Pérou: hospitalisation prolongée pour Fujimori

L'hospitalisation de l'ex-président péruvien Alberto Fujimori, qui vient de bénéficier d'une grâce controversée de l'actuel chef d'Etat Pedro Pablo Kuczynski, sera prolongée d'au moins 48 heures, a annoncé mercredi son médecin personnel.

M. Fujimori "va poursuivre son hospitalisation et ses visites seront limitées, sauf pour la famille.

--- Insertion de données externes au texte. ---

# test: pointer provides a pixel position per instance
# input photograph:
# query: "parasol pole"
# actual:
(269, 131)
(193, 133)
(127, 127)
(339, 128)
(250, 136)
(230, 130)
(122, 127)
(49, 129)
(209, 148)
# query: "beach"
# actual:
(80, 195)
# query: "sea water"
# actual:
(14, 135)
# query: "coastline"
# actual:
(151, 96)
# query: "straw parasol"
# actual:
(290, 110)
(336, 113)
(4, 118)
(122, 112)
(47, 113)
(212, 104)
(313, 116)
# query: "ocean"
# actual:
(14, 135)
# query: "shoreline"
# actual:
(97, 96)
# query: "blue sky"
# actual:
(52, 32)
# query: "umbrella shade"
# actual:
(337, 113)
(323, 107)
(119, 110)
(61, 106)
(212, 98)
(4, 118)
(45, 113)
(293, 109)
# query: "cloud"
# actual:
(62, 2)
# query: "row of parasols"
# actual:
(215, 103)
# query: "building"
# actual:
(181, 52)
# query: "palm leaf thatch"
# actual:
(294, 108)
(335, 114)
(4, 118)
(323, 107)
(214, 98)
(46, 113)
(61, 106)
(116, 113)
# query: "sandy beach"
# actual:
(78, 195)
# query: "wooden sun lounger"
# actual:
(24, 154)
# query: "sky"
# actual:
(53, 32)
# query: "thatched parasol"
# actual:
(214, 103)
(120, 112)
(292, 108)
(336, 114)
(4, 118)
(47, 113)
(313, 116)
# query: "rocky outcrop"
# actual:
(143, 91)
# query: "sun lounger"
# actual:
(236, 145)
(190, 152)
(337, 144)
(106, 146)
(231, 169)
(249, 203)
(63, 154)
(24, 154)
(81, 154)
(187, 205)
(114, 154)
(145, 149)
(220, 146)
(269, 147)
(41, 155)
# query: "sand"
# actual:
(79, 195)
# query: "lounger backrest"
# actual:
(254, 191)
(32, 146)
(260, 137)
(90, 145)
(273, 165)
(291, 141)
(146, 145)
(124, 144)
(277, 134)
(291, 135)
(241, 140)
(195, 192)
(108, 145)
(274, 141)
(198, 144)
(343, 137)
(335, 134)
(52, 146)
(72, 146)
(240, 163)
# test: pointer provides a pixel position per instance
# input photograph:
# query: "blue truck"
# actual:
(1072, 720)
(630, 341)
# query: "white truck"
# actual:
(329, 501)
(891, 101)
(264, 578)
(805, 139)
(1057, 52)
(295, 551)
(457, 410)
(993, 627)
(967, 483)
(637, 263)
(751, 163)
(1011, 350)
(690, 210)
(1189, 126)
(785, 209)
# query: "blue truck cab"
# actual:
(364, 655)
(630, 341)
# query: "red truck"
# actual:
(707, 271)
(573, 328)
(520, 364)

Nous allons voir dans les prochaines 48 heures comment il évolue", a déclaré à des journalistes le docteur Alejandro Aguinaga, à la sortie de la clinique où se trouve l'ex-président depuis samedi.

"Quand son coeur fonctionnera normalement, il sortira", a-t-il ajouté, sans indiquer si l'état de santé de l'ex-dirigeant avait empiré ces dernières heures. "Son problème le plus sérieux est une fibrillation auriculaire (ou atriale)", a précisé M. Aguinaga.

Cette arythmie dont souffre depuis le mois de juin M. Fujimori, âgé de 79 ans, peut dégénérer en infarctus faute de traitement, selon son médecin qui ne sait pas encore si l'ancien chef de l'Etat, condamné pour crimes contre l'humanité et corruption, "passera le nouvel an hospitalisé".

Des familles des victimes de la répression sous les mandats de Fujimori (1990-2000), des partis politiques et des associations de défense des droits de l'Homme se préparaient à défiler jeudi contre la décision de le gracier.

"C'est la deuxième fois que je fais confiance à un président et qu'il me trahit", a déclaré à l'AFP Rosa Rojas, qui a perdu son mari et son fils de 8 ans dans la tuerie de Barrios Altos, perpétrée à Lima par des militaires le 3 novembre 1991.

Une association locale de défense des droits de l'Homme a annoncé avoir fait appel à la Cour interaméricaine des droits de l'Homme, dont le siège est à San José (Costa Rica), afin qu'elle demande des comptes au gouvernement péruvien et analyse cette grâce.

La décision du président a soulevé une polémique et des manifestations de Péruviens, qui accusent le chef d'Etat d'avoir négocié politiquement cette mesure en échange de son maintien au pouvoir avec le soutien du mouvement politique fondé par M. Fujimori.